Significantly, the report has said that well-run large Non-banking Finance Companies (NBFCs), with an asset size of ₹50,000 crore and above, including those that are owned by a corporate house, may be considered for conversion into banks, subject to completion of 10 years of operations and meeting due diligence criteria and compliance with additional conditions specified in this regard.

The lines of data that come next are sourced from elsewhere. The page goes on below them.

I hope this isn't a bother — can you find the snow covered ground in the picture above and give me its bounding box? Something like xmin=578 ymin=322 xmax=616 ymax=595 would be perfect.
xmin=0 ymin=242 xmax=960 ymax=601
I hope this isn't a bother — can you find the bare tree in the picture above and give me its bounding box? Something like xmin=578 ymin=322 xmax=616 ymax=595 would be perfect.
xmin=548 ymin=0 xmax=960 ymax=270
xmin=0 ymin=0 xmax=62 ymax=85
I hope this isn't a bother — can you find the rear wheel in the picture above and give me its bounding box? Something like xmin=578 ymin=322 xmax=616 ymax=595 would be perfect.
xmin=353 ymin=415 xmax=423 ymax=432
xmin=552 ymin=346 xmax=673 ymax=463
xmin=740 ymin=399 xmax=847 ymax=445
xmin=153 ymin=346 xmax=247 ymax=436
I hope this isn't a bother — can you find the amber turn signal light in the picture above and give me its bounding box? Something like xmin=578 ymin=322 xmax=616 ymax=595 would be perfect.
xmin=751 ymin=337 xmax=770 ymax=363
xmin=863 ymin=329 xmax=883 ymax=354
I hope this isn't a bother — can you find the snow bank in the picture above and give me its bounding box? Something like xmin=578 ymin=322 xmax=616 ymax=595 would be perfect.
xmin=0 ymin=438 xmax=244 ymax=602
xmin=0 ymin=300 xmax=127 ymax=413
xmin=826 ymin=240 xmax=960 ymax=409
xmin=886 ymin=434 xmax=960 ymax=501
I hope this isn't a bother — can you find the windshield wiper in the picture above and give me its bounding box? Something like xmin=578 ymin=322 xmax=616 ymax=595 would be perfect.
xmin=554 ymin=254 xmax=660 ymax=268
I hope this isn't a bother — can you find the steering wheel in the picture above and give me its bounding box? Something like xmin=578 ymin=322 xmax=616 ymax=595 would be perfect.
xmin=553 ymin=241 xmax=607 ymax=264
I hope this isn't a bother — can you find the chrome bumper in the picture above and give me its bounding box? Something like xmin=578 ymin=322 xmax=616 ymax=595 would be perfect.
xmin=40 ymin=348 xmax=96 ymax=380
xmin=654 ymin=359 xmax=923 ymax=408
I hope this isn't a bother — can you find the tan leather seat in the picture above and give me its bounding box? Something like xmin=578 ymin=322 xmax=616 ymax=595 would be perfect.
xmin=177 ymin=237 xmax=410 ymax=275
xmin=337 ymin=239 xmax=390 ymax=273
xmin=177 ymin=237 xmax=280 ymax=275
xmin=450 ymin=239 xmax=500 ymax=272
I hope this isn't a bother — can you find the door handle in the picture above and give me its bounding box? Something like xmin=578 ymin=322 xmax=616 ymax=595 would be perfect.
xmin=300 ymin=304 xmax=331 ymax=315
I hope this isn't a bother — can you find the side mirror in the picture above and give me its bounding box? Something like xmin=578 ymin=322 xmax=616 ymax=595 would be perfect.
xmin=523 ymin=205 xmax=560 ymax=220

It has, however, noted that there may be a need for a stricter set of criteria if NBFCs owned by large industrial houses are to be considered for conversion into banks. “Depending on experience gained after say five years, with conversion of NBFCs into banks, the Reserve Bank may review the policies in this regard to either tighten or relax policy,” it has said.

Seeks comments

The RBI has sought comments on the report by January 15, 2021. “The RBI will examine the comments and suggestions before taking a view in the matter,” it said.

The working group has called for continuing with Non-operative Financial Holding Company (NOFHC) as the preferred structure for all new licences to be issued for universal banks. “However, it should be mandatory only in cases where the individual promoters, promoting entities converting entities have other group entities,” it said.

While banks licensed before 2013 may move to an NOFHC structure at their discretion, once the NOFHC structure attains a tax-neutral status, all banks licensed before 2013 shall move to the NOFHC structure within five years from announcement of tax-neutrality, it has further said.

Noting that the concerns with regard to banks undertaking different activities through subsidiaries, joint ventures, associates need to be addressed through suitable regulations till the NOFHC structure is made feasible and operational, the working group has suggested that a bank and its existing subsidiaries, JVs, associates should not be allowed to engage in similar activity that a bank is permitted to undertake departmentally.

“However, banks may be permitted to make total investments in financial or non-financial services company, which is not a subsidiary, JV, associate up to 20 per cent of the bank’s paid up share capital and reserves.

The panel has further called for disallowing pledge of shares by promoters during the lock-in period, which amounts to bringing the unencumbered promoters’ shares below the prescribed minimum threshold.

“The Reserve Bank may introduce a reporting mechanism for pledging of shares by promoters of private sector banks,” it has said.

The minimum initial capital requirement for licensing new banks should be doubled to ₹1,000 crore from ₹500 crore for universal banks, and to ₹300 crore for small finance banks from the current ₹200 crore.

For Payments Banks that plan to convert to a Small Finance Bank with a track record of three years of experience as Payments Bank, may be considered as sufficient, it has said.

Further, SFBs and Payments Banks may be listed within ‘six years from the date of reaching net worth equivalent to prevalent entry capital requirement prescribed for universal banks’ or ‘10 years from the date of commencement of operations’, whichever is earlier.